Hi, everyone. My name is Alex Abdo, and I am a staff attorney in the ACLU’s Speech, Privacy, and Technology Project. I’m excited to be here to help answer questions about warrant canaries and national-security surveillance requests. Thanks!

On your question, MASyndicate:

The truth is that we know virtually nothing about "the case." All we know is that reddit's warrant canary from its 2014 transparency report does not appear in its 2015 transparency report.

The hope is that we will eventually learn details about the case and have a public discussion about the nature of the surveillance and whether it is consistent with our expectations and laws.

More broadly, though, reddit's use of a warrant canary makes me more hopeful, because it is one of many signals from the tech community that privacy matters and that they are willing to fight for it.

alexabdo203 karma

I think the two main options are:

1 - reddit received a national-security request and decided to remove the canary.

2 - reddit decided, as you suggest, that they did not want to risk a future legal fight over the lawfulness of their canary, and so removed it preemptively.

I strongly suspect it is the first, given that, unless they received a national-security request, nothing else would have changed between the 2014 transparency report and now. In other words, reddit presumably already weighed the pros and cons of having a canary in 2014, and it seems to have been a very deliberate (and privacy-conscious) decision.

Also, if they abandoned it for the second reason, reddit likely would not have issued the very cryptic statement that they could not comment on the disappearance of the canary. That statement seems consistent with reddit having received a national-security order, consulted with its lawyers, and decided not to say anything about the canary's death.

alexabdo110 karma

It is very difficult to know how troubled we should be by the disappearance of the canary, but here's how I think of it:

1 - We should all be troubled by how little we know about how the government uses the broad range of legal authorities it has to force companies to disclose sensitive information about their users. We don't even know, for example, how many U.S. persons get swept up in the NSA's PRISM and UPSTREAM surveillance. And we know even less about how many foreigners not suspected of any wrongdoing whatsoever get swept up.

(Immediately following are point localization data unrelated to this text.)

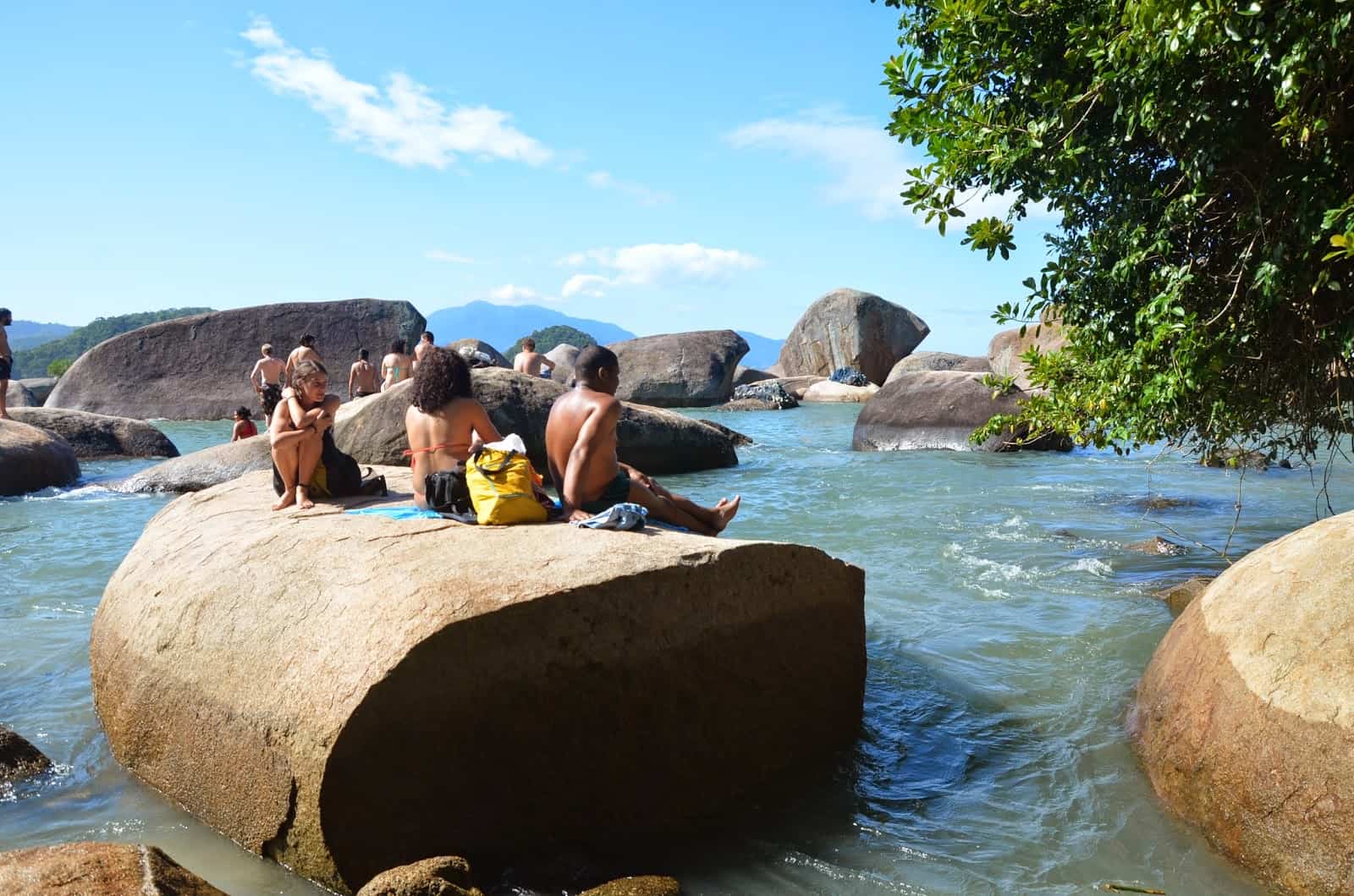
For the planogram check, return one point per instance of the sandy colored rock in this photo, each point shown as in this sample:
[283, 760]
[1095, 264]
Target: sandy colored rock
[848, 327]
[99, 435]
[98, 869]
[1245, 717]
[33, 459]
[196, 367]
[401, 690]
[657, 442]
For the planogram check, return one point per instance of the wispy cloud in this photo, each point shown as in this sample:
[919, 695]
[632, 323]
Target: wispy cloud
[640, 192]
[653, 264]
[401, 124]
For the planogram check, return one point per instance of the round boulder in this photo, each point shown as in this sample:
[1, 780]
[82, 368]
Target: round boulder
[1245, 717]
[367, 686]
[848, 327]
[33, 459]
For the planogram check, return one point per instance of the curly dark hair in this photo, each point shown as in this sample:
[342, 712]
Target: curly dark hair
[440, 378]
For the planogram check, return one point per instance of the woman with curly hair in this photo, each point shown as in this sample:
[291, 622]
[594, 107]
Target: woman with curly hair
[444, 421]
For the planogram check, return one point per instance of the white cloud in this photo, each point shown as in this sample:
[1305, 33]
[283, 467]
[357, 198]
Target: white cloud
[640, 192]
[403, 124]
[653, 264]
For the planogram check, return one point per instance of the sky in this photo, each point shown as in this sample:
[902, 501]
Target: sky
[663, 167]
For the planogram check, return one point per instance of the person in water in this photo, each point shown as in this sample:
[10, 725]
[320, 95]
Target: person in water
[297, 433]
[267, 378]
[244, 426]
[530, 360]
[444, 421]
[362, 377]
[581, 448]
[397, 366]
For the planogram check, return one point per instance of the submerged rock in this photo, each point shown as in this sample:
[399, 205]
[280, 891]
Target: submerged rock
[401, 690]
[1245, 717]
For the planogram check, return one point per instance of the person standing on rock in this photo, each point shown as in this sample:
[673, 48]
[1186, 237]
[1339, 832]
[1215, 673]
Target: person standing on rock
[267, 379]
[581, 449]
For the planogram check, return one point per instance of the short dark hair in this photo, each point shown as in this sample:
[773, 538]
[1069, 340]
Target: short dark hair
[440, 378]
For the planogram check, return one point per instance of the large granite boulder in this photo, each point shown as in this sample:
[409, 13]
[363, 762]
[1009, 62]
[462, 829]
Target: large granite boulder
[938, 409]
[33, 459]
[679, 370]
[654, 440]
[394, 690]
[203, 469]
[196, 367]
[848, 327]
[98, 869]
[99, 435]
[936, 361]
[1245, 717]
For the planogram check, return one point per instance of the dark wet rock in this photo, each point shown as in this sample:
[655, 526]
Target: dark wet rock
[33, 459]
[99, 435]
[98, 869]
[19, 758]
[679, 370]
[848, 327]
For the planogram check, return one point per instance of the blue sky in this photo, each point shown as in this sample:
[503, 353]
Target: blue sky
[665, 167]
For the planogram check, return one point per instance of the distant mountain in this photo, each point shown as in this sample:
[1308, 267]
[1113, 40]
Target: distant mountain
[503, 325]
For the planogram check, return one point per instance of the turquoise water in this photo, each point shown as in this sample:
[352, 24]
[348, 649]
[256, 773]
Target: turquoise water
[1008, 625]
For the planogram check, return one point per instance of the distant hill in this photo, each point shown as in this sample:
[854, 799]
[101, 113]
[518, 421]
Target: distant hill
[503, 325]
[34, 361]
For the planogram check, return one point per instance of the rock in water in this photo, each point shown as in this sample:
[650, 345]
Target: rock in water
[850, 327]
[98, 869]
[196, 367]
[401, 690]
[1245, 717]
[938, 409]
[98, 435]
[679, 370]
[654, 440]
[33, 459]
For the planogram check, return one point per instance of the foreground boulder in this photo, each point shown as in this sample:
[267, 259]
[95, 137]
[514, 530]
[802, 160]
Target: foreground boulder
[196, 367]
[679, 370]
[33, 459]
[98, 869]
[99, 435]
[401, 690]
[203, 469]
[938, 409]
[657, 442]
[1245, 717]
[848, 327]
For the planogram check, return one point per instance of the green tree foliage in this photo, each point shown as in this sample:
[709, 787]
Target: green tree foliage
[71, 347]
[553, 336]
[1200, 162]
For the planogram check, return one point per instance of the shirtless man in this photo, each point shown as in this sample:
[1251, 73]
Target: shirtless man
[530, 360]
[267, 379]
[362, 378]
[581, 449]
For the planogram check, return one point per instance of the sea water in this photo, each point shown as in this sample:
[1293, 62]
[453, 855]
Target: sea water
[1008, 624]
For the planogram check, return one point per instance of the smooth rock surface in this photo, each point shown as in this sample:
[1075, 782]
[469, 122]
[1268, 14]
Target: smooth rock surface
[388, 679]
[33, 459]
[99, 435]
[848, 327]
[1245, 717]
[98, 869]
[196, 367]
[657, 442]
[679, 370]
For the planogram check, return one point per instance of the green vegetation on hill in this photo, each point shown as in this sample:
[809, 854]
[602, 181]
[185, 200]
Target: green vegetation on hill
[36, 361]
[1198, 160]
[552, 336]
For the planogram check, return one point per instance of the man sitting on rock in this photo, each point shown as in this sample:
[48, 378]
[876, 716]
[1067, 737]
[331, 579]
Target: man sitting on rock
[581, 448]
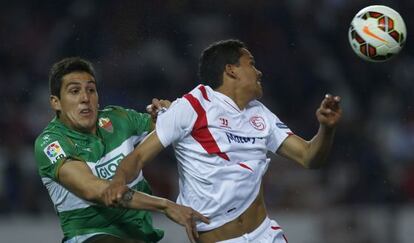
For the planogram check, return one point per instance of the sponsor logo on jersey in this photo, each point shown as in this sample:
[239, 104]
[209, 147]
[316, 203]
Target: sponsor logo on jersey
[224, 122]
[281, 125]
[54, 152]
[239, 139]
[106, 124]
[107, 169]
[258, 123]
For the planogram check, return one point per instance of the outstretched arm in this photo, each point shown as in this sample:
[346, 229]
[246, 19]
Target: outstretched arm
[78, 178]
[313, 154]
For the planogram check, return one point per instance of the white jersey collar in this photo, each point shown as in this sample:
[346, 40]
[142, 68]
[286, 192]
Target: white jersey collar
[225, 99]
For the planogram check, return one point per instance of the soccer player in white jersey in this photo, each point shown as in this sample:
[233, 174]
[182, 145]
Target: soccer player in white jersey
[221, 135]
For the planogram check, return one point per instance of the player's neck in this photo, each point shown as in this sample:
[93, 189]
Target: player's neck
[236, 95]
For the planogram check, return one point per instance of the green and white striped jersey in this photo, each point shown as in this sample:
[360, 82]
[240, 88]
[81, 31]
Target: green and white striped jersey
[119, 131]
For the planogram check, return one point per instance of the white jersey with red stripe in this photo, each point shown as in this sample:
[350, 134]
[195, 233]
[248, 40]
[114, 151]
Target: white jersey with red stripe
[221, 151]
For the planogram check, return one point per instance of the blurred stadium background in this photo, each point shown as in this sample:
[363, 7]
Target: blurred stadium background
[145, 49]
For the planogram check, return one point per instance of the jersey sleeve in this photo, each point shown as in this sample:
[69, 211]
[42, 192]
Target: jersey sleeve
[176, 122]
[51, 151]
[278, 132]
[140, 122]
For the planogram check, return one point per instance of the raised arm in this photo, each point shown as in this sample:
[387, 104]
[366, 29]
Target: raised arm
[313, 154]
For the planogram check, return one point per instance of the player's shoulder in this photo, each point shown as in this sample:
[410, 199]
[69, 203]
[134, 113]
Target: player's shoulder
[255, 104]
[113, 109]
[50, 134]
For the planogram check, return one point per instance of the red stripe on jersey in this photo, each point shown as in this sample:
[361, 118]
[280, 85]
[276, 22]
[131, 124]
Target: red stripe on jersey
[200, 130]
[247, 167]
[203, 92]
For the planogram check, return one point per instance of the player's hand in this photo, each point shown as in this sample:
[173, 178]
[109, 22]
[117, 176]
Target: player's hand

2 - The facts in reddit's case in particular could go either way. For example, it's possible that the request was very targeted and in pursuit of someone we would all agree should be investigated. It's also possible that it was a fishing expedition. But we don't know the facts at this point, and we don't even know which legal authority the government was relying on. And we might not know either of those things for a long time.

3 - The fact that we know so little about reddit's particular request is perhaps a product of a broken system for allowing companies to report on the requests they receive. Companies are allowed to report on the requests, but generally only in broad categories and in large reporting "bands." See Sec. 603 in the USA Freedom Act. The companies should be allowed to report with greater detail.

alexabdo82 karma

Biggest misconception is that the NSA only targets foreigners outside the U.S. We now have clear evidence that it actively collects data on people in the U.S.

And even for its supposedly foreign surveillance, like the PRISM program, the NSA sweeps in U.S. communications, too. In fact, when Bush administration officials testified in support of an earlier version of the PRISM program, they made clear that communications with one end in the U.S. were the most important to the NSA.

alexabdo50 karma

I am not an expert in the history of pre-internet surveillance. That said, we do know a few very relevant facts from the founding era. A number of our nation's founders—James Madison, Thomas Jefferson, George Washington, James Monroe, Alexander Hamilton, Aaron Burr, John Jay, etc.—manually enciphered some of their correspondence, specifically to evade possible interception by the postmaster.

We discussed some of this history in our submission to the United Nations on the importance of encryption and anonymity to free speech and dissent.

Also, EFF has put together a nice post about uses of encryption early in American history.

One quick spoiler, though: unfortunately, Hamilton (the musical) does not discuss early-American crypto.